The Cherokee Nation vote this weekend to revoke the citizenship of the descendants of people the Cherokee once owned as slaves was a blow to people who have relied on tribal benefits.
Velie said Saturday's vote already has hurt the tribe's public perception.
....It's throwback, old-school racist rhetoric," Velie said.
"And it's really heartbreaking, because the Cherokees are good people and have a very diverse citizenship," he said.
Miller, the tribal spokesman, defended the Cherokees against charges of racism, saying that Saturday's vote showed the tribe was open to allowing its citizens vote on whether non-Indians be allowed membership.
"I think it's actually the opposite. To say that the Cherokee Nation is intolerant or racist ignores the fact that we have an open dialogue and have the discussion, he said.
I dug a little further and found a piece from down under that told the whole story. It seems like the Cherokees are not very tolerant when it comes to sharing their casino money.

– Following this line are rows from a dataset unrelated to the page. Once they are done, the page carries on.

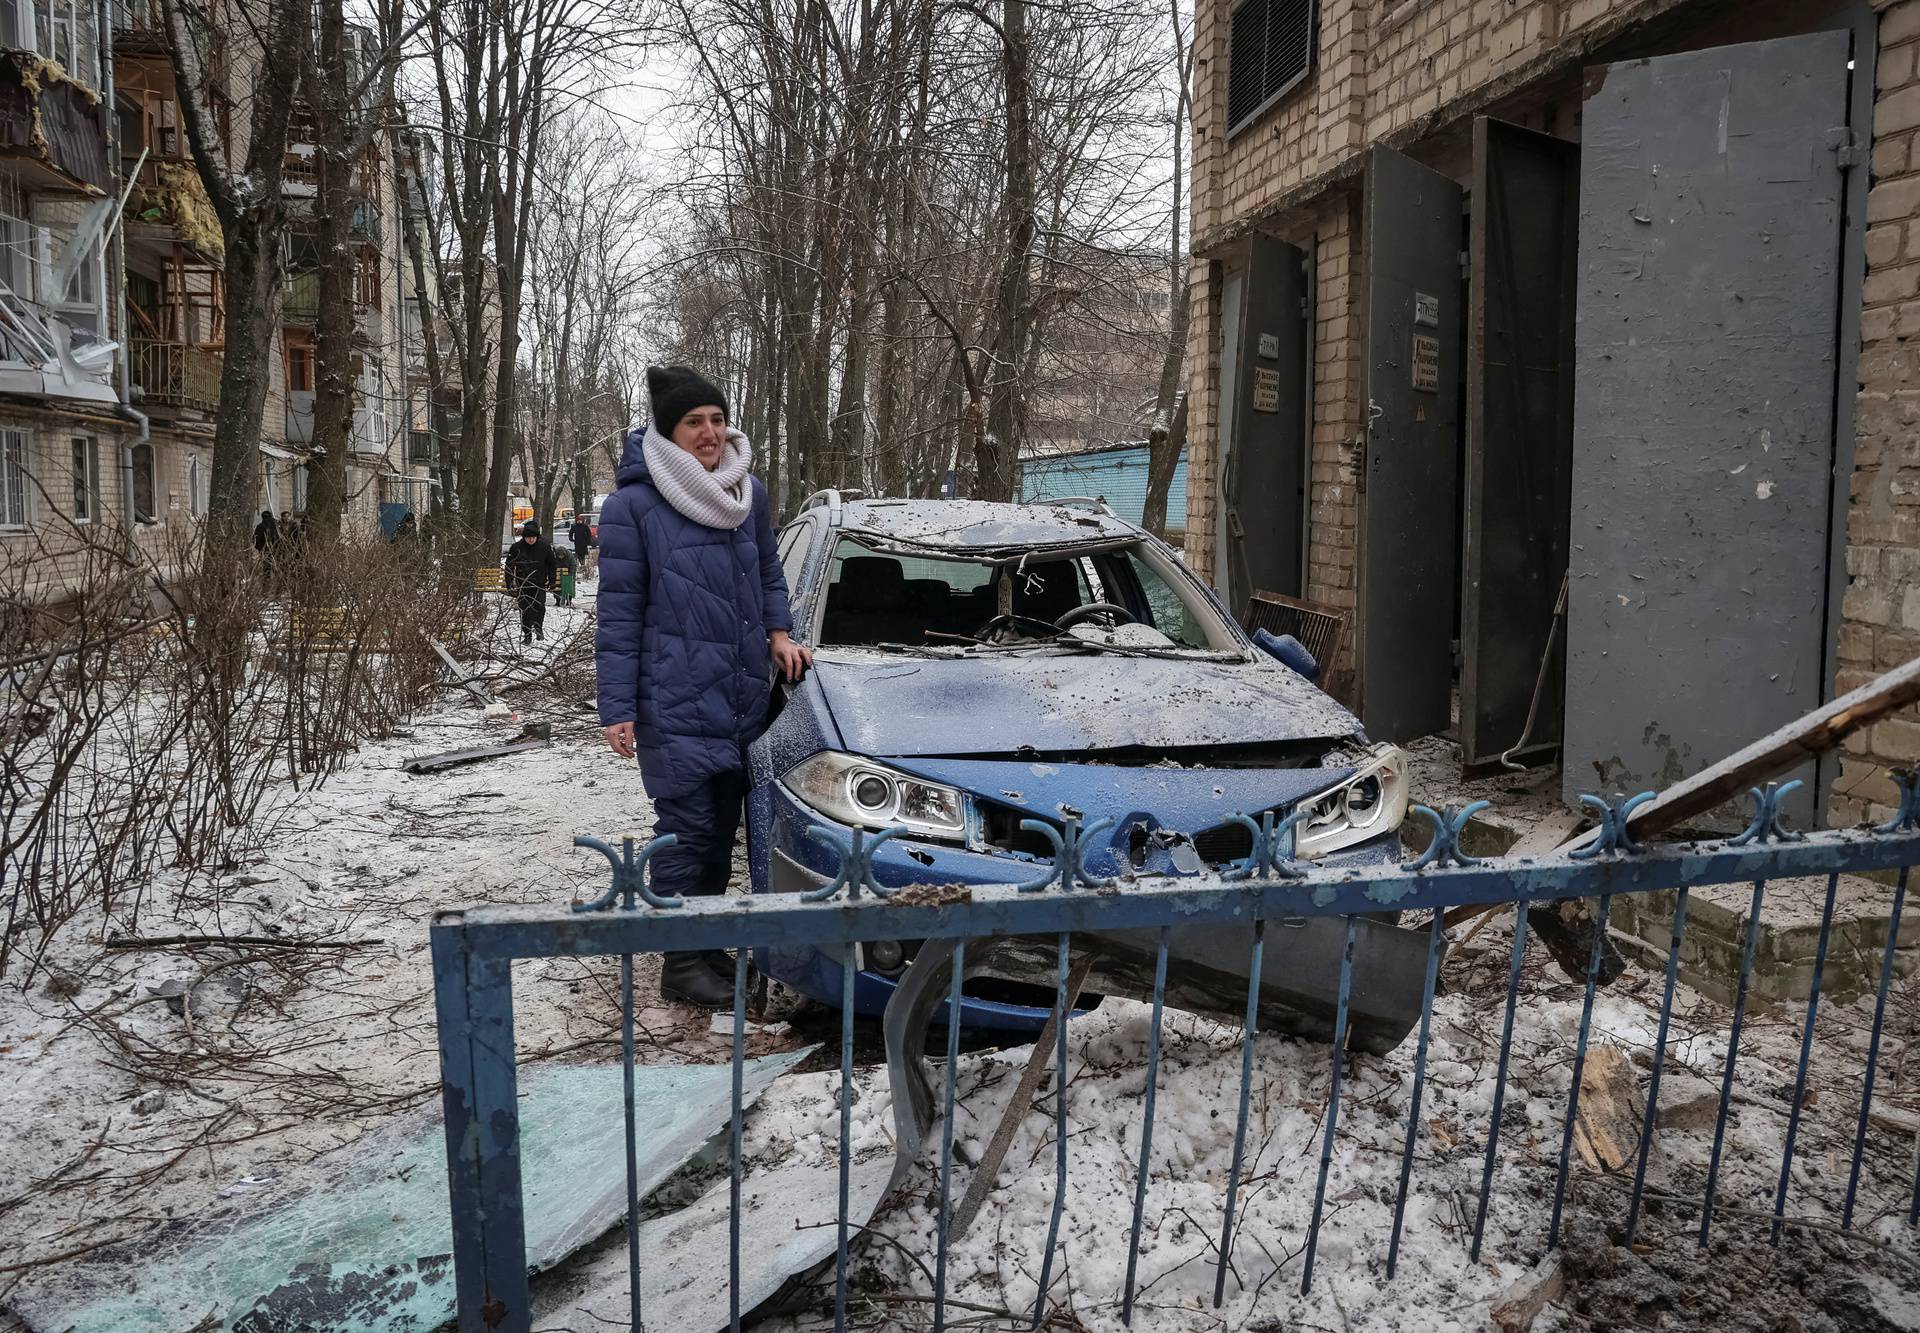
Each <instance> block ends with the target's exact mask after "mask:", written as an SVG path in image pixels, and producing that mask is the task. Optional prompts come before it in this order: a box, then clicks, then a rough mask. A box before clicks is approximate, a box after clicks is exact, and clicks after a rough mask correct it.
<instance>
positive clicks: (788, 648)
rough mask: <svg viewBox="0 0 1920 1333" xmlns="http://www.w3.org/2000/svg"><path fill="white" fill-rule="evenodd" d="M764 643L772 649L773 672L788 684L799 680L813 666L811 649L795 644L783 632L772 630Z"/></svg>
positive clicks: (791, 640) (804, 645)
mask: <svg viewBox="0 0 1920 1333" xmlns="http://www.w3.org/2000/svg"><path fill="white" fill-rule="evenodd" d="M766 642H768V645H770V647H772V649H774V670H778V672H780V674H781V676H783V678H785V680H789V682H793V680H799V678H801V676H803V674H804V672H806V668H808V667H812V665H814V655H812V649H808V647H806V645H804V643H795V642H793V636H791V634H787V632H785V630H774V632H772V634H768V636H766Z"/></svg>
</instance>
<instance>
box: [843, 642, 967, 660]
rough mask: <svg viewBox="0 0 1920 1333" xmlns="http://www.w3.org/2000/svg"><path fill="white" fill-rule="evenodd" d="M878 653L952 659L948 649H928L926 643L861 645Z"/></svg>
mask: <svg viewBox="0 0 1920 1333" xmlns="http://www.w3.org/2000/svg"><path fill="white" fill-rule="evenodd" d="M860 647H870V649H874V651H876V653H902V655H906V657H952V653H950V651H948V649H941V647H927V645H925V643H860Z"/></svg>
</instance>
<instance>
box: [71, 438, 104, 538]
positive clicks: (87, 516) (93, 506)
mask: <svg viewBox="0 0 1920 1333" xmlns="http://www.w3.org/2000/svg"><path fill="white" fill-rule="evenodd" d="M67 449H69V455H67V457H69V461H71V465H73V467H71V471H73V522H77V524H83V522H92V521H94V519H98V517H100V440H96V438H94V436H83V434H75V436H67Z"/></svg>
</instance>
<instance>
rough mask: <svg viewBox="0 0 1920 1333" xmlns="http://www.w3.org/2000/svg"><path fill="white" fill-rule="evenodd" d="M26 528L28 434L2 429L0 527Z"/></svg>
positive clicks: (17, 431)
mask: <svg viewBox="0 0 1920 1333" xmlns="http://www.w3.org/2000/svg"><path fill="white" fill-rule="evenodd" d="M25 526H27V432H25V430H0V528H25Z"/></svg>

The election has also high-lighted the massive gambling revenues many tribes now enjoy because, as "sovereign nations", they are free to build casinos on tribal lands in a country where gambling is largely illegal.
The vote limits citizenship to those who can trace their heritage to a "Cherokee by blood" list, part of the Dawes Rolls census created by Congress in 1906. Under that census, anybody with a trace of African-American blood – even if they were half Cherokee – was placed on the freedmen roll.
Those with full Cherokee or mixed white and Cherokee ancestry – even if seventh-eighths white – were put on the "Cherokee by blood" roll.
Today about 25,000 of the 270,000 Cherokees are descendants of freedmen, but the tribe is growing rapidly with new citizens enrolling each month. Members are entitled to a share of the $350 million annual budget from federal and tribal revenue, housing and medical support.
Those who want to expel the freedmen have said that, without the vote, thousands more descendants would seek to cash in on the tribe’s revenue and welfare network.
"Don’t get taken advantage of by these people. They will suck you dry," wrote Darren Buzzard in a widely circulated e-mail last year.
"Don’t let black freedmen back you into a corner. Protect Cherokee culture for our children."
Chad Smith, the tribe’s principal chief, said that about 8,700 people had voted in the special election, more than the turnout for the Cherokee constitution vote four years ago.
That sounds very open and tolerant indeed Mr Smith.